The documentation isn't only incomplete in a sense that it doesn't cover the
CREATE_SUSPENDED
flag; it also doesn't mention one very important thing: the
DebugActiveProcess
call will create a new thread in the target process. This
thread is necessary for some technical things in a debugger, and it will execute
some code.
This doesn't sound like a problem, right?
Hell it does.
There's a chance (with probability dependent on the target process architecture and OS version) that the debuggee process will fail immediately after you attach to it. I've been experimenting on a 64-bit Windows 10 version (build 1903) and have checked both 32-bit and 64-bit processes. 64-bit processes seems safe, but 32-bit ones will break in about 1.5% of all the cases. Looks like any process could be prone to this issue: both native and .NET processes, GUI and console ones were failing in my tests. In an answer to my Stack Overflow question (which we'll discuss below), a user named @RbMm claims that the processes would always fail on Windows XP.

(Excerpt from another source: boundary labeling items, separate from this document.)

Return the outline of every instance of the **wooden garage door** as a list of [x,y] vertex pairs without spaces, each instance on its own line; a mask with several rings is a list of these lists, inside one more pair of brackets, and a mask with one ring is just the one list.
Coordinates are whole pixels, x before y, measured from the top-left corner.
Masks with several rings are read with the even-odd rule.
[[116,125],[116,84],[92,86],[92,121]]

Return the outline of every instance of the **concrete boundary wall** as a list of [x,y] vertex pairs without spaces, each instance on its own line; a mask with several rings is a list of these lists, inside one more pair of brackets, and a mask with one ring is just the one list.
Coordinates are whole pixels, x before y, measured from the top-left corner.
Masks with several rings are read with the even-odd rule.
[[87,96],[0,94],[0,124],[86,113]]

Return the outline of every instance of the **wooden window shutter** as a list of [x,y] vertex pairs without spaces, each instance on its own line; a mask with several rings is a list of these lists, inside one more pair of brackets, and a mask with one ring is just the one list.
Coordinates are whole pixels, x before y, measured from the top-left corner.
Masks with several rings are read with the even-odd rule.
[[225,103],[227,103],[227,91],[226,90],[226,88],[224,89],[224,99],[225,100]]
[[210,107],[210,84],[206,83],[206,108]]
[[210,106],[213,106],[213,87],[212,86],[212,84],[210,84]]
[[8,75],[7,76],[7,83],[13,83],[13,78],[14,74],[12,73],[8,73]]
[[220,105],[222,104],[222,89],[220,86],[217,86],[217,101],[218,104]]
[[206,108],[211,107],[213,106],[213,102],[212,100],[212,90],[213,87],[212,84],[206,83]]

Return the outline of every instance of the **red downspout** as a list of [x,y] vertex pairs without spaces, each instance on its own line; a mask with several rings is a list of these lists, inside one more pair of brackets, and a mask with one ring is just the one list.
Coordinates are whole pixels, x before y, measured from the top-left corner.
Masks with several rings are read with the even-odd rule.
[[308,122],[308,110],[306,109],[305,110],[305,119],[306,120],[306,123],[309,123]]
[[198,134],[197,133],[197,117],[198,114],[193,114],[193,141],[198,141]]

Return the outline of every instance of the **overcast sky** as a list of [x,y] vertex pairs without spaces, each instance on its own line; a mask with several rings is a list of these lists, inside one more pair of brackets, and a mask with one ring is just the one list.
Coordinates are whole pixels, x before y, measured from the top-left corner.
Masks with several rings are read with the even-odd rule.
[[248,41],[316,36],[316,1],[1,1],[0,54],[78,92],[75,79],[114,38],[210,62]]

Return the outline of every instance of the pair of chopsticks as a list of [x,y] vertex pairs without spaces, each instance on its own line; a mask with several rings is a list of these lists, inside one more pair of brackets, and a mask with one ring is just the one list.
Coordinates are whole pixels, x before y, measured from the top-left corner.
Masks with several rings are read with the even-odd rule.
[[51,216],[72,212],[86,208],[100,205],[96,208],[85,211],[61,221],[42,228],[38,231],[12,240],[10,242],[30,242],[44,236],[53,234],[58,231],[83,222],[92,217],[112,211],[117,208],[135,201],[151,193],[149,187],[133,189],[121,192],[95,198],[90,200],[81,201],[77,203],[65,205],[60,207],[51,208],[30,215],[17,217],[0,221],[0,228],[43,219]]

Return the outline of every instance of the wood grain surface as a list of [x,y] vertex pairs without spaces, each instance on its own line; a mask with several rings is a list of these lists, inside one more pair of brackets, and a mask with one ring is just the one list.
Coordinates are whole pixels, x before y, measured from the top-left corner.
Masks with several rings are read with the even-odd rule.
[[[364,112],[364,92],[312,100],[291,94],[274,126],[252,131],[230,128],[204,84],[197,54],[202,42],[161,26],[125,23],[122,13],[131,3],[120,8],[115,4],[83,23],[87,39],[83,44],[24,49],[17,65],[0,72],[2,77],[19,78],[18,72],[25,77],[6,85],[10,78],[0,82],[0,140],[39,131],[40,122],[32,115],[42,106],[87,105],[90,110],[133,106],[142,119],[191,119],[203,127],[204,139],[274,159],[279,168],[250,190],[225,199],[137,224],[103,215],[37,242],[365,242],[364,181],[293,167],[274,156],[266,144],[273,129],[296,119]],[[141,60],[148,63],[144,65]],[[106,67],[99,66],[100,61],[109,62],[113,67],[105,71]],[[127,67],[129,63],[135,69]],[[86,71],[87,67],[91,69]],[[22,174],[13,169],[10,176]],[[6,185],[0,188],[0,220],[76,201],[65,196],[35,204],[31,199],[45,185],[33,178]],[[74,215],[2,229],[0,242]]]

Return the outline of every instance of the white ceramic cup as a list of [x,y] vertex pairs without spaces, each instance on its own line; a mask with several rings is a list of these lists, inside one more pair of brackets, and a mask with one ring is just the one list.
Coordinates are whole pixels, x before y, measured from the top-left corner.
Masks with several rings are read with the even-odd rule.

The "clean" (non-erroneous) debugging session goes like that:
CREATE_PROCESS_DEBUG_EVENT
LOAD_DLL_DEBUG_EVENT
(which supposedly reports aboutntdll.dll
loading, but I never got the name via the debugging API, which is documented and thus fine)CREATE_THREAD_DEBUG_EVENT
LOAD_DLL_DEBUG_EVENT
[…] — after this, many DLLs get loaded into the target process and everything looks okay, the process works as intended
If you're unlucky, then your debugging session will hold the following events:
CREATE_PROCESS_DEBUG_EVENT
LOAD_DLL_DEBUG_EVENT
CREATE_THREAD_DEBUG_EVENT
EXCEPTION_DEBUG_EVENT
:EXCEPTION_ACCESS_VIOLATION
(which I never was able to gather details for: it reports a DEP violation by passing8
in theEXCEPTION_RECORD::ExceptionInformation
array, and the address is empty)
After that, the debuggee is in an exception state, and the debug process cannot be proceeded normally. Your debuggee is doomed and will terminate soon.
I've been debugging my debuggers for quite a long time, and finally decided to ask a question on the Stack Overflow site. Surprisingly enough, my question soon started to receive comments and then even an answer by @RbMm (who single-handedly seems to deal with all the debugger API-related questions on the whole Stack Overflow, much gratitude for that).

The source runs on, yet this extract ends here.